Scientists synthesize nanoparticle-antioxidants to treat strokes and spinal cord injuries

An international science team has developed an innovative therapeutic complex based on multi-layer polymer nano-structures of superoxide dismutase (SOD). The new substance can be used to effectively rehabilitate patients after acute spinal injuries, strokes, and heart attacks. 

One of the most devastating forms of trauma to the human body is a spinal cord injury, representing a serious clinical problem around the globe. In addition to the direct damage to nerve fibers, subsequent problems like the overproduction of free radicals (active forms of oxygen) and inflammation also pose serious risk.

Spinal cord injuries, strokes and cardiac arrest are caused by impacts, ruptured blood vessels and tissue necrosis. When blood arteries contract or become clogged inside an organ's adjacent tissues, this leads to hypoxia, a pathological process linked with oxygen shortages. This factor blocks the final link of the respiratory chain at the cellular level and creates an excessive number of so-called free radicals or active forms of oxygen. They, in turn, destroy cellular membranes and initiate a sequence of reactions that damage and destroy body cells and tissues. These complications damage the spinal cord still further and kill neurons, making the clinical picture even more complicated.

A special ferment/anti-oxidant called superoxide dismutase (SOD1) acts as an effective agent which naturally absorbs free radicals. If delivered quickly enough to a damaged organ, this substance can mitigate the stressful oxidization process caused by an excessive number of free radicals and hence stop the process of tissues being destructed. However, this ferment remains unstable inside the bloodstream during intravenous injections; it disintegrates quickly and fails to neutralize free radicals on time.

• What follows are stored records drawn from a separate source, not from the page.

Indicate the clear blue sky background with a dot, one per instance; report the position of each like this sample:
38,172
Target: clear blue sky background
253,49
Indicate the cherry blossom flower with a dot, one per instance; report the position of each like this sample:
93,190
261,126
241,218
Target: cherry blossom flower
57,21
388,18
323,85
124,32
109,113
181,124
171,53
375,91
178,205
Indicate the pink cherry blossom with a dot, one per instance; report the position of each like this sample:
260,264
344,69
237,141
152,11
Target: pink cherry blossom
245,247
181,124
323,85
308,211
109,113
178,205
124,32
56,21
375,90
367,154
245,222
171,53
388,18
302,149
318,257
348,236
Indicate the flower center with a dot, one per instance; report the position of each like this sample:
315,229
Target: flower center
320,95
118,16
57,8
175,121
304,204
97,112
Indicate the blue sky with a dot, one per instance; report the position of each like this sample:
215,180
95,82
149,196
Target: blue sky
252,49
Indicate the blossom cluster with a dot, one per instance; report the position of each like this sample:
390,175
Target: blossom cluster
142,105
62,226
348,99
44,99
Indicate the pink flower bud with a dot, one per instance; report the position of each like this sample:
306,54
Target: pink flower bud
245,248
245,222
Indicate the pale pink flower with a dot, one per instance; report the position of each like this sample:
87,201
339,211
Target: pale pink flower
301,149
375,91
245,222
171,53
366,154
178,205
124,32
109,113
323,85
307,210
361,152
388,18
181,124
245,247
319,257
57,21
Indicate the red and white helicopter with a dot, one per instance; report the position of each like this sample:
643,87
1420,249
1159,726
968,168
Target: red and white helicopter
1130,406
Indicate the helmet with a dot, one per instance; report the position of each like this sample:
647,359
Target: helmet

"In order to create a stable therapeutic complex based on the SOD1 substance, we developed catalytically active forms of superoxide dismutase, or nanozymes. For example, we obtained the SOD1 poly-ion complex for the first time in history. This complex features additional poly (amino acid) block co-polymers and PEG/poly-glutamine acid acting as a surface cover," said Maxim Abakumov, project coauthor, Head of NUST MISIS' Biomedical Nanomaterials Laboratory.

This made it possible to obtain a porous polymer capsule measuring between 40-50 nanometers with a ferment molecule. This capsule acts as a reusable trap that not only absorbs but also neutralizes free radicals.